Rejas Hände kraulen sacht seinen Rücken, locken die Erinnerung an die letzte halben Stunde wieder hervor und ich zwinge mich den Blick nicht wieder zu ihr gleiten zu lassen. Diese Frau geht mir dermaßen unter die Haut, dass es mir körperliche Schmerzen bereitet. Was hat sie nur an sich?

»Ich muss gehen«, verkündet Adam plötzlich. Wie vom Blitz getroffen steht er mitten im Wohnzimmer und hebt die Hände über den Kopf, verschränkt sie und platziert sie auf seinem Scheitel, ehe er sie wieder sinken lässt. »Sie ist bestimmt noch wach. Reja, was meinst du? Ist sie noch wach?«, plappert er gehetzt und durchwühlt seine Hosentaschen. Mit gerunzelter Stirn beobachte ich ihn.

»Adam, du solltest sie vielleicht nicht so überfallen. Lass mich mit ihr reden, bevor du ...«

»Vergiss es! Du hältst mich davon sicherlich nicht ab«, unterbricht er sie und schüttelt den Kopf.

»Ich denke trotzdem nicht, dass es eine gute Idee ist«, versucht Reja ihn zu überzeugen. Jedoch scheint es so, als hätte Adam sich selbst Scheuklappen aufgesetzt und würde nur noch den Tunnel sehen. Verstehen, wieso er so schnell verschwinden möchte, kann ich durchaus, dennoch bin ich der gleichen Ansicht wie Reja. Er sollte es langsam angehen.
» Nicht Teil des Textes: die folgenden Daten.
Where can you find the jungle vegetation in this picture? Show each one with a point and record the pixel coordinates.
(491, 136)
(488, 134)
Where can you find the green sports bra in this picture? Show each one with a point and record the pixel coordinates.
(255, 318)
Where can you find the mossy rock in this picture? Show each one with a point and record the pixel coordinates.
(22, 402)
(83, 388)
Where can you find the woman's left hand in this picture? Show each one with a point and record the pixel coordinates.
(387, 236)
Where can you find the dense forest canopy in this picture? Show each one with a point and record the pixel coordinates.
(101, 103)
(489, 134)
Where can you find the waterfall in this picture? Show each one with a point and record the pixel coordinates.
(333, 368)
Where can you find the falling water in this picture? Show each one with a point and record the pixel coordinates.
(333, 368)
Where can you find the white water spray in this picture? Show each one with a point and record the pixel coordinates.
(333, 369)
»Überstürz besser nichts«, mische ich mich ein. Adam schießt einen wütenden Blick in meine Richtung und verzieht die Stirn, jetzt würde nur noch ein tiefes Knurren und die Streifen fehlen und er ist der leibhaftig gewordene Tiger von Silverpine. »Guck mich nicht so an. Wir versuchen immerhin dir zu helfen, weil du nicht dazu in der Lage bist es selbst zu lös—«

»Davis«, unterbricht Reja mich harsch. Warnend sieht sie mich an und ich presse die Lippen auf einander. »Du solltest dir vielleicht überlegen wie du dieses Gespräch angehen möchtest und nichts überstürzen.« Ihr Vorschlag stößt vorerst auf taube Ohren, denn Adam schweift ab und schenkt ihr keinerlei Aufmerksamkeit.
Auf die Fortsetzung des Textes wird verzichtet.